Но эти великие замыслы пока ускользали от понимания многодетных матерей, относившихся к школам более утилитарно. Как писала одна нью-йоркская газета того времени, «значительное число матерей заявляют без колебаний, что детям не старше четырёх лет — более шести. Многие матери иностранного происхождения, слабо представляя себе цели государственных школ, каждый год пытаются заставить школы играть роль дневных яслей». Иными словами, школы им были нужны для того, чтобы дети находились под присмотром, не путались под ногами и не хулиганили на улице.

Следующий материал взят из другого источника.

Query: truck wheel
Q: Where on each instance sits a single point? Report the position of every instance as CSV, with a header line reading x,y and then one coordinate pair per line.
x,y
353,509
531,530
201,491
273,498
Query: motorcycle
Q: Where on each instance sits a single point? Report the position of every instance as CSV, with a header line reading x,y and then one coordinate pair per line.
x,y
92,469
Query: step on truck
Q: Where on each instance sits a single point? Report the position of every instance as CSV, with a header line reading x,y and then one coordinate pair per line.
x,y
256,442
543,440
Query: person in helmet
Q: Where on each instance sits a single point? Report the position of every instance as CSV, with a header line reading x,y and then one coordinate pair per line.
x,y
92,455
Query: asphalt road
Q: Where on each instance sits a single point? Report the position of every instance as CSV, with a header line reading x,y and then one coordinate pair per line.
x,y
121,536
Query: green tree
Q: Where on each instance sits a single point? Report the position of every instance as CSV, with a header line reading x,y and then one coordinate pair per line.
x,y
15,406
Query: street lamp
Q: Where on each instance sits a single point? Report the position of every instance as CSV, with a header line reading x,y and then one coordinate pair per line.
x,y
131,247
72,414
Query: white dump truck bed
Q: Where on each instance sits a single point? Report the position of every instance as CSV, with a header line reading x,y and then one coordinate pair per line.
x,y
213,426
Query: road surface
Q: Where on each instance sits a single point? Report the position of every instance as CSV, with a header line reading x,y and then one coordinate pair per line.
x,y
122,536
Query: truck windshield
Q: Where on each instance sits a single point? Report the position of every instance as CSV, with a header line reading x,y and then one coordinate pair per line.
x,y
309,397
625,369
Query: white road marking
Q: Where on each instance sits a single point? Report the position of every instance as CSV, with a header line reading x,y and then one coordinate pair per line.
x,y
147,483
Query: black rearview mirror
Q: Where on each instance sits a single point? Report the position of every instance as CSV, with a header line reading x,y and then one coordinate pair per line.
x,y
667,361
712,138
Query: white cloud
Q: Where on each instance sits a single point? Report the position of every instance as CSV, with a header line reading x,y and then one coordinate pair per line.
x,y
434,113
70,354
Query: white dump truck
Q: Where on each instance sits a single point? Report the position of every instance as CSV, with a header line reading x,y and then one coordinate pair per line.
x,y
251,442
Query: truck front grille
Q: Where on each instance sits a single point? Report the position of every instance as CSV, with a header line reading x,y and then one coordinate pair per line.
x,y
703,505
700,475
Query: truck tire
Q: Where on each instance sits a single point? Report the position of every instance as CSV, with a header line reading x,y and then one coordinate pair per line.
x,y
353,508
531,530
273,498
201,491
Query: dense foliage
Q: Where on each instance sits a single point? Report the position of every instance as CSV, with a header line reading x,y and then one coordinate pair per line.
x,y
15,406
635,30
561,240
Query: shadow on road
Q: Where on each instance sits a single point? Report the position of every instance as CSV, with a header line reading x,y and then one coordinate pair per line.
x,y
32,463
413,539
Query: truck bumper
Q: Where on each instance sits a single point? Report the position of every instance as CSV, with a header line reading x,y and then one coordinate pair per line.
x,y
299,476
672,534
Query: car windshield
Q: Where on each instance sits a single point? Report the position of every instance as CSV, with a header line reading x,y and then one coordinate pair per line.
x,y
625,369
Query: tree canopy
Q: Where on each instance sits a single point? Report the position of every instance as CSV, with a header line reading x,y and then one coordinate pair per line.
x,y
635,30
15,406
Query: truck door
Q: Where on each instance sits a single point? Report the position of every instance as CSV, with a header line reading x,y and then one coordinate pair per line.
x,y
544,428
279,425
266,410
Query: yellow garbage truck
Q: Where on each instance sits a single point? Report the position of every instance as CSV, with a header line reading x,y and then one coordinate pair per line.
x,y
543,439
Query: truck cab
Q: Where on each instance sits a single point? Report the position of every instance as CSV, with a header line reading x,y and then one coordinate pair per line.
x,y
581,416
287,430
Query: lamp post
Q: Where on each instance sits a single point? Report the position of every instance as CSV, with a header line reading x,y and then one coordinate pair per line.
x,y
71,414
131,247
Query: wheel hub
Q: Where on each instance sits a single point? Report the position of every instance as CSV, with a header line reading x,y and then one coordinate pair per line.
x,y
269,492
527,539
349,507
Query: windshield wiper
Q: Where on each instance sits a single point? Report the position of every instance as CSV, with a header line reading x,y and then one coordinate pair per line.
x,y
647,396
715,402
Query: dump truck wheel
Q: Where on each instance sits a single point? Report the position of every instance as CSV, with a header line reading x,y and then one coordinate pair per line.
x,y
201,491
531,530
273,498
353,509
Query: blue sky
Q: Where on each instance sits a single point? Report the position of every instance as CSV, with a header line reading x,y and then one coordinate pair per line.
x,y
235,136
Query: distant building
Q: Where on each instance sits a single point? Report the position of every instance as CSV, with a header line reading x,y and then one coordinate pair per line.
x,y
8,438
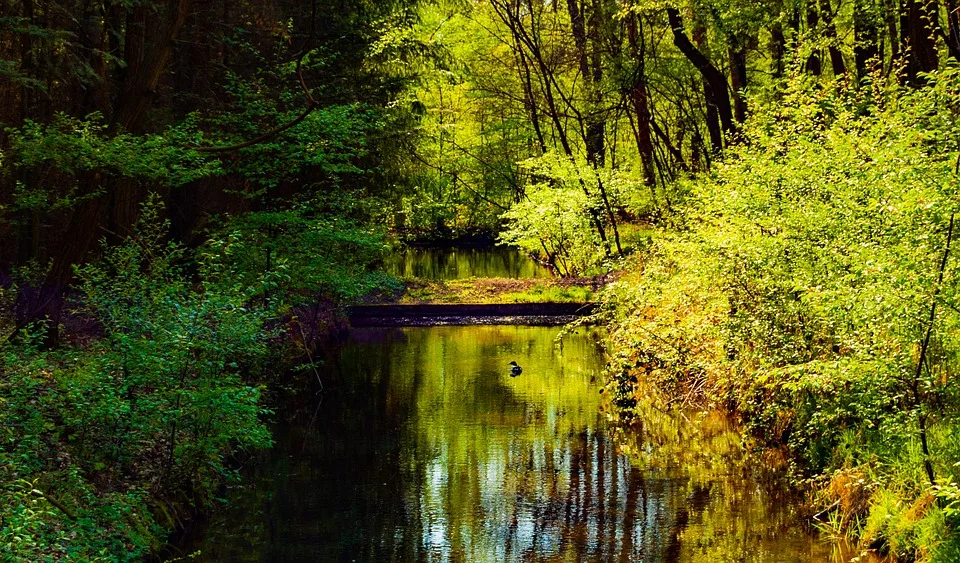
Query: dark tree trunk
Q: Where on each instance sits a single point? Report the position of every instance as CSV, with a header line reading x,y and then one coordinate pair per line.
x,y
737,51
145,68
715,84
921,27
890,9
777,46
830,32
814,64
640,101
952,37
866,36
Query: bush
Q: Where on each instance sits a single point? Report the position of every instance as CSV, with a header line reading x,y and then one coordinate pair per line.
x,y
800,287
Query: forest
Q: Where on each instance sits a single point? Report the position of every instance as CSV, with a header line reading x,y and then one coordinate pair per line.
x,y
760,195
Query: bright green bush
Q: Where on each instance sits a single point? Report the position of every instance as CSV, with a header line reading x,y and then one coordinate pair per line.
x,y
798,288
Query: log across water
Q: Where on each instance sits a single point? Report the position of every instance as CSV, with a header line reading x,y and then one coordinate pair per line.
x,y
538,314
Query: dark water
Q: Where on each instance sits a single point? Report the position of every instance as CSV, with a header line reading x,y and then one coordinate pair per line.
x,y
425,449
459,263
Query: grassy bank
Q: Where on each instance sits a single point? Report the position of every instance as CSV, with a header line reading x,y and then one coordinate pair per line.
x,y
808,286
122,432
500,290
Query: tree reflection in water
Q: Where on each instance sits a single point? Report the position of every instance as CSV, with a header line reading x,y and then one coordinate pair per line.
x,y
425,449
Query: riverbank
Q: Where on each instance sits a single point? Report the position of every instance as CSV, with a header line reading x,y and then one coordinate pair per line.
x,y
810,291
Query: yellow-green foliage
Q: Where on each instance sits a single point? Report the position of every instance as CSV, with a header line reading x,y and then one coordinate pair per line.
x,y
798,288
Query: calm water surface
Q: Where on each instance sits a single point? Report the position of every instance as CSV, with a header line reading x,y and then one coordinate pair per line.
x,y
459,263
425,449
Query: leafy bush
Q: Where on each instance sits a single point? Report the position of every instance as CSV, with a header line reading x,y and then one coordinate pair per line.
x,y
811,286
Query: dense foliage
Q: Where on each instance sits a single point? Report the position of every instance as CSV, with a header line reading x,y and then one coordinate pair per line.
x,y
187,189
811,288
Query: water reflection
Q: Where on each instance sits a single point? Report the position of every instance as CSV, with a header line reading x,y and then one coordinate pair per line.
x,y
459,263
425,449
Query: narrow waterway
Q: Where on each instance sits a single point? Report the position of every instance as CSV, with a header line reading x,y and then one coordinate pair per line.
x,y
460,263
424,448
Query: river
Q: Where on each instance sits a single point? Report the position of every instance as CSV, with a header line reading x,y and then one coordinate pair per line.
x,y
422,447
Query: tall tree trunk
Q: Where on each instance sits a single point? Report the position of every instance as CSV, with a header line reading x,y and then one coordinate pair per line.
x,y
640,101
737,51
866,36
509,14
814,64
777,47
715,84
952,36
921,21
830,32
86,224
890,10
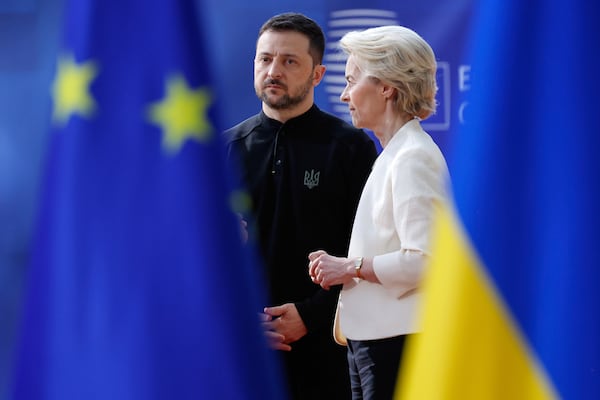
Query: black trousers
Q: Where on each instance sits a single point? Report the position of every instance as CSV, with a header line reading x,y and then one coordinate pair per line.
x,y
374,366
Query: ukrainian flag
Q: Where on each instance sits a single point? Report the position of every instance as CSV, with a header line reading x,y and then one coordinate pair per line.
x,y
512,306
139,287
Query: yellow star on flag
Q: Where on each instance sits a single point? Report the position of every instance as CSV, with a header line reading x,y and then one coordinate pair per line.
x,y
71,89
182,114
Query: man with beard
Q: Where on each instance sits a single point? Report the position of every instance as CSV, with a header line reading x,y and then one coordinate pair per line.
x,y
304,170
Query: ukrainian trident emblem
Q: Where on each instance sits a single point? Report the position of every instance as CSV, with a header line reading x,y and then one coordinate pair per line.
x,y
311,179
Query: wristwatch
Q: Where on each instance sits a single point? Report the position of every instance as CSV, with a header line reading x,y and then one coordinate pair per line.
x,y
357,266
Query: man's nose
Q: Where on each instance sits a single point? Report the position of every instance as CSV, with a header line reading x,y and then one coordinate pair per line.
x,y
275,70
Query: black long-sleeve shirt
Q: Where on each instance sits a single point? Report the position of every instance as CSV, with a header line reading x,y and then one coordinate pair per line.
x,y
305,178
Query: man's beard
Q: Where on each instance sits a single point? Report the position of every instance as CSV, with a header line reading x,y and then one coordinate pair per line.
x,y
286,101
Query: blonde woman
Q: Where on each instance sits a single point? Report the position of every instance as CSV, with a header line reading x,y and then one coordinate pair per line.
x,y
391,87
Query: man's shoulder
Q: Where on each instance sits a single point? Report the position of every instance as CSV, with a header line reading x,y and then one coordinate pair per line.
x,y
337,124
242,129
344,131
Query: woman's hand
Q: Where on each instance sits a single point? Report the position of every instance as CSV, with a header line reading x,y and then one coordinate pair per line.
x,y
327,270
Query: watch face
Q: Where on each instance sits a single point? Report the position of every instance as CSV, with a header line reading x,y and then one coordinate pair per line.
x,y
358,262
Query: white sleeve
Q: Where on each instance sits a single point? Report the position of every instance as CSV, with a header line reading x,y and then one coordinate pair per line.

В 1902 году типичную нью-йоркскую школу посещали три тысячи детей, в классах было по сорок человек и более. Помимо патриотического воспитания их учили читать, писать, считать — и всё. Единственным языком обучения был английский. Учебников, тетрадей и прочих школьных принадлежностей часто не хватало, зато учеников регулярно обследовали врачи, а заболевших сразу изолировали. Дети постарше могли изучать другие предметы (естественные науки, историю), посещать кружки по интересам, заниматься рукоделием — если в школе находились учителя-энтузиасты. В целом же в государственных школах обычно преподавали молодые неопытные учителя, изнемогавшие под бременем свалившихся на них забот и отнюдь не горевшие желанием посвятить свою жизнь педагогике. Возиться с итальянцами, которые родились на дне и там же останутся, не имело смысла. Иммигранты не особо стремились перенять американский жизненный принцип: стань лучше, чтобы сделать лучше свою страну. Их целью было извлечь максимальную выгоду из системы, созданной другими, не меняясь при этом самим. Школа вовсе не отделяла их от семьи и от землячества, где по-прежнему говорили на итальянском.

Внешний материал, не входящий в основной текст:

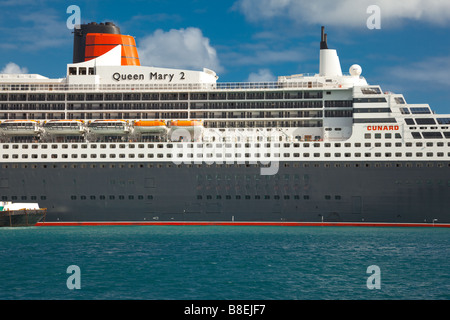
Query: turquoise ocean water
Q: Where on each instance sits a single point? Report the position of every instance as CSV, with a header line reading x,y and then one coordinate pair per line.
x,y
224,263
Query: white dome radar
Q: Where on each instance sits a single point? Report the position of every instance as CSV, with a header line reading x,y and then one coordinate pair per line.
x,y
355,70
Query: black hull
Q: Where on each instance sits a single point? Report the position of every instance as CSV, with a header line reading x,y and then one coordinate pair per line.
x,y
22,218
379,192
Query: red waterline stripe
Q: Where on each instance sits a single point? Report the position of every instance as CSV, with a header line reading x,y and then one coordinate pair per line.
x,y
240,223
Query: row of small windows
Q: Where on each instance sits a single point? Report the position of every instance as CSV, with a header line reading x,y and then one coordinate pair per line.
x,y
22,198
246,165
425,121
227,155
229,145
112,197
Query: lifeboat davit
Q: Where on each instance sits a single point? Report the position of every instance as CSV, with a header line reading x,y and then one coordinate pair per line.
x,y
150,126
107,127
65,127
20,127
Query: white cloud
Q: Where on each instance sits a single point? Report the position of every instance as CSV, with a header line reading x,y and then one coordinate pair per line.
x,y
183,48
263,75
13,68
345,12
430,72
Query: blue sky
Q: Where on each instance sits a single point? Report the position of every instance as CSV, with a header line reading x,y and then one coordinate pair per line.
x,y
249,39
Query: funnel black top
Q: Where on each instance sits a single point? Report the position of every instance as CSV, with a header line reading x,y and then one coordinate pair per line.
x,y
323,39
79,38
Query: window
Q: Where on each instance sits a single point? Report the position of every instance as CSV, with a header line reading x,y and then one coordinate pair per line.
x,y
432,135
420,110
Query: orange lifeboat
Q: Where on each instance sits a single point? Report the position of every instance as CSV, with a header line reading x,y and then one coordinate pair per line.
x,y
150,126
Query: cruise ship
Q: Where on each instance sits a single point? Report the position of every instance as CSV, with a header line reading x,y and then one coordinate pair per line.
x,y
117,143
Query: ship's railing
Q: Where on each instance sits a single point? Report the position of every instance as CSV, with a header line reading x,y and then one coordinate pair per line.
x,y
159,87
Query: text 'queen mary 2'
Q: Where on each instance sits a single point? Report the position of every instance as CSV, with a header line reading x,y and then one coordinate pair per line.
x,y
118,143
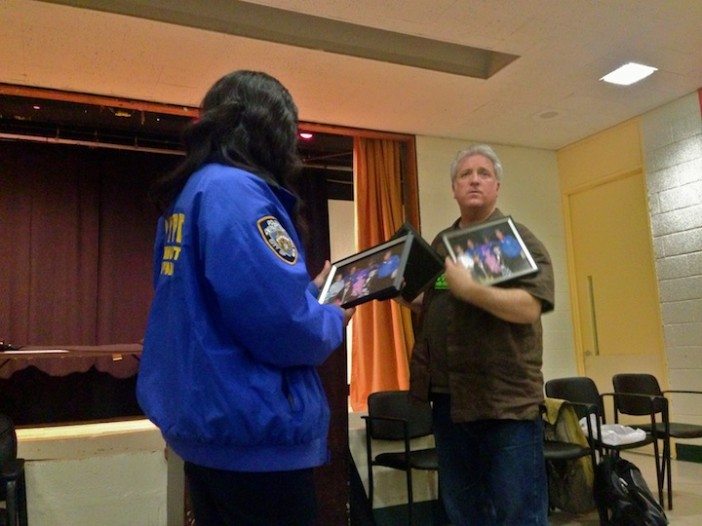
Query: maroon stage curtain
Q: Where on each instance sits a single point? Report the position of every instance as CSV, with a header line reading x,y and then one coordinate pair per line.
x,y
76,231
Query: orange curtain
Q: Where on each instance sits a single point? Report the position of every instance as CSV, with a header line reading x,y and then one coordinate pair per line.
x,y
382,330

Главным недостатком школ, который подмечают современники, было отсутствие при них игровых площадок. Загнав юных американцев в рамки строжайшей дисциплины, для них не предусмотрели никакой отдушины. Маленький сорванец не мог поиграть в мяч — а вдруг разобьёт стекло? Нельзя было бегать, чтобы не сшибить кого-нибудь с ног. Кричать тоже нельзя — шум мешает другим. На перемене оставалось стоять у стенки, засунув руки в карманы, и предаваться мрачным мыслям. Стоит ли удивляться, что юные непоседы из Бруклина охотно прогуливали школу?

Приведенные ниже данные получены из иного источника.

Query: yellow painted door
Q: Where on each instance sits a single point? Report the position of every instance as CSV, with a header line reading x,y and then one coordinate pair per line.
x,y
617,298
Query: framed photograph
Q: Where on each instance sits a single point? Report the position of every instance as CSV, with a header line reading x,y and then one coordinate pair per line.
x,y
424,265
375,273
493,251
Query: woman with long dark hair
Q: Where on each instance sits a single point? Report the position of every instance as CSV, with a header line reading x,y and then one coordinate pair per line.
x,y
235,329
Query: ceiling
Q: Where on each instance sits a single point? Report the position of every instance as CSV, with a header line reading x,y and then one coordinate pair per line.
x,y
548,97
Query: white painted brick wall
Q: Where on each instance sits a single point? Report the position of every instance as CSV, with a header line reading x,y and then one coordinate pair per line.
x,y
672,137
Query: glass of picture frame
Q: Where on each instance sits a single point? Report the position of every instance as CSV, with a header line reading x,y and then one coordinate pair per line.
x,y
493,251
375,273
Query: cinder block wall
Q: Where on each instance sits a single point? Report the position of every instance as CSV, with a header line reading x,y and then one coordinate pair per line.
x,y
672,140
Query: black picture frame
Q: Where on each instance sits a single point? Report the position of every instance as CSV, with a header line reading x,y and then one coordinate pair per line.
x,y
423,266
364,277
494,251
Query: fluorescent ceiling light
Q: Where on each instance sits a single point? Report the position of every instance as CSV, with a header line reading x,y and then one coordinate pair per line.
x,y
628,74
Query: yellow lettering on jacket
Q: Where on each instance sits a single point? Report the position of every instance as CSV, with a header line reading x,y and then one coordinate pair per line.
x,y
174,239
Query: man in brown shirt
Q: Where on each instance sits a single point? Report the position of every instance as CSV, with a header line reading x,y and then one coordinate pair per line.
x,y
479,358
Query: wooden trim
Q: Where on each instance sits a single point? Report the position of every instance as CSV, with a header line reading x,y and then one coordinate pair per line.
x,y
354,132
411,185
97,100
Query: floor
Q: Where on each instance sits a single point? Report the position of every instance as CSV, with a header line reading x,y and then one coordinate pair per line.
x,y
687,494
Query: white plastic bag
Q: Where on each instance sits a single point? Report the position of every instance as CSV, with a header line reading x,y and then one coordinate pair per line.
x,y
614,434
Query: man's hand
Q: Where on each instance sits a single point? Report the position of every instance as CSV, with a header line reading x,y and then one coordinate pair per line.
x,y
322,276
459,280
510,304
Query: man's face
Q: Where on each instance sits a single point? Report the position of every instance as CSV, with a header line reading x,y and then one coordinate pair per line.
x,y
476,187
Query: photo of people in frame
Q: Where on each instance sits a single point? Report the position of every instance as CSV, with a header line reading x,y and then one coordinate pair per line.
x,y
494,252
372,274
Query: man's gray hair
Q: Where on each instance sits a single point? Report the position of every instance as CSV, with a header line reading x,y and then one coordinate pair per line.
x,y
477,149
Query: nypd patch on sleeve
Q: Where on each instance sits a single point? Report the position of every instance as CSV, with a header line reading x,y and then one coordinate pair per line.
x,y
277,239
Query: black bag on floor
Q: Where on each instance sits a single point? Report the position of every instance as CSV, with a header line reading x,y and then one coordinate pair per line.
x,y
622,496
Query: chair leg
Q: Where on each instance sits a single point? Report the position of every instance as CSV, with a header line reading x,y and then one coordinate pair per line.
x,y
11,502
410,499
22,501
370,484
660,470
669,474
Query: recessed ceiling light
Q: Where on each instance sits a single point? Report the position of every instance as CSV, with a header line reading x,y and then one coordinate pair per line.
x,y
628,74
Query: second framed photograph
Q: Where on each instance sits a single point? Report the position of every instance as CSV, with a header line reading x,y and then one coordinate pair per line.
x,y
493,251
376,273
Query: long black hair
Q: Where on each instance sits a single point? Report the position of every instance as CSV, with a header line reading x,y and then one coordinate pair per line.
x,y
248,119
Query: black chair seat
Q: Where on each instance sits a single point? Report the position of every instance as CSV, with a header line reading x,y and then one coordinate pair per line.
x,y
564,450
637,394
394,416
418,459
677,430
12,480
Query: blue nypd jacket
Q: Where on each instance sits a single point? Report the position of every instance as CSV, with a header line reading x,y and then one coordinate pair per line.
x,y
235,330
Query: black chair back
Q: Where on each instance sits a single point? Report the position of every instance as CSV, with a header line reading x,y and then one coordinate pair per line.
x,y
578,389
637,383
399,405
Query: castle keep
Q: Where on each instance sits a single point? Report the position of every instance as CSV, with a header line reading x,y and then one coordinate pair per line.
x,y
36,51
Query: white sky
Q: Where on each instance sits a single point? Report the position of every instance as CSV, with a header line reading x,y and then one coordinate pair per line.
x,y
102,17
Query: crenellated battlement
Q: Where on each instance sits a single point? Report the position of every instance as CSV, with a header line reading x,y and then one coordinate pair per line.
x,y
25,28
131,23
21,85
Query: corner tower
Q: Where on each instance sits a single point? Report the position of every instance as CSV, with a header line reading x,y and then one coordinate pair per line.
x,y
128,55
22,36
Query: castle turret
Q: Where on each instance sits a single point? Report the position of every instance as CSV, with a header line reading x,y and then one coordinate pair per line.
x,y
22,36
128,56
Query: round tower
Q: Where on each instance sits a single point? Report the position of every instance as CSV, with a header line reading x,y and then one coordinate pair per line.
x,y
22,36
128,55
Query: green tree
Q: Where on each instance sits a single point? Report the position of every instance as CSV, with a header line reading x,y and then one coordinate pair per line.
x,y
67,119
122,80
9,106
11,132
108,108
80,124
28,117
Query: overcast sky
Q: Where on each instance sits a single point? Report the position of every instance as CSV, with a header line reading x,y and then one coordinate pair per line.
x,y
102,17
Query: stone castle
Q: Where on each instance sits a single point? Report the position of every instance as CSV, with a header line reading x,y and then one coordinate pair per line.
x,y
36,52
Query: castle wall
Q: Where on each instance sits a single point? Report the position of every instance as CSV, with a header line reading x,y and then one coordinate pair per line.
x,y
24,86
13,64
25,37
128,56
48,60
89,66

В 1903 году открылся Вильямсбургский мост, соединив Гранд-стрит в Бруклине с Бродвеем на Манхэттене. 16 мая того же года в Бруклине, на Кони-Айленде, состоялось торжественное открытие Луна-парка: семидесятиметровая Электрическая башня, окружённая фонтанами, здания аттракционов в восточном стиле и два цирка засияли на закате тысячами огней, и 60 тысяч посетителей устремились внутрь: входной билет стоил 10 центов, билеты на аттракционы — 10-25 центов. Год спустя рядом заработал парк развлечений «Дримленд»[4], в четыре раза больше по размеру, где, наряду с «шоу уродов» и «человеческим зоопарком» (деревней лилипутов), можно было посетить спектакли на нравственные темы, покататься по каналам на венецианской гондоле и посмотреть выступление укротителя с дикими зверями. А ещё в городе был кинематограф. Столько соблазнов... Винченцо обожал фильмы про ковбоев и часто ошивался на Кони-Айленде у загонов с пони — на то, чтобы покататься, у него не было денег. Он вообще был артистической натурой. Один из постояльцев Капоне обучил его игре на скрипке. Однажды отец зашел днём домой и застал там старшего сына, который музицировал, вместо того чтобы находиться в школе! Габриэле Капоне разгневался и переломил скрипку о колено.
В 1906 году отец семейства принёс клятву верности Соединённым Штатам Америки, сдал тест на знание английского языка, истории и законов США и получил американское гражданство. Теперь он убрал одну букву из своего имени (Gabriel вместо Gabriele) и добавил одну букву к имени жены (Theresa вместо Teresa), чтобы они выглядели более американскими, а свою фамилию стал произносить на английский манер — Капоун (что не мешало всем прочим читать её как «Капони»), Год спустя семья снова переехала — в квартал Гарфилд-плейс, на недавно застроенную улицу на окраине парка. Двух- трёхэтажные дома в новомодном стиле ар-деко, с эркерами и закруглёнными вверху оконными проёмами, находившиеся ближе к центру, выглядели элегантно и даже роскошно, но Капоне поселились в доме 38 — простой кирпичной коробке. К окну спальни на втором этаже вела внешняя пожарная лестница — это было новое требование безопасности, предъявляемое к строителям. Тот же закон предписывал наличие в каждом доме ватерклозетов, так что уже не надо было бегать в отхожее место во дворе. Жизнь налаживалась.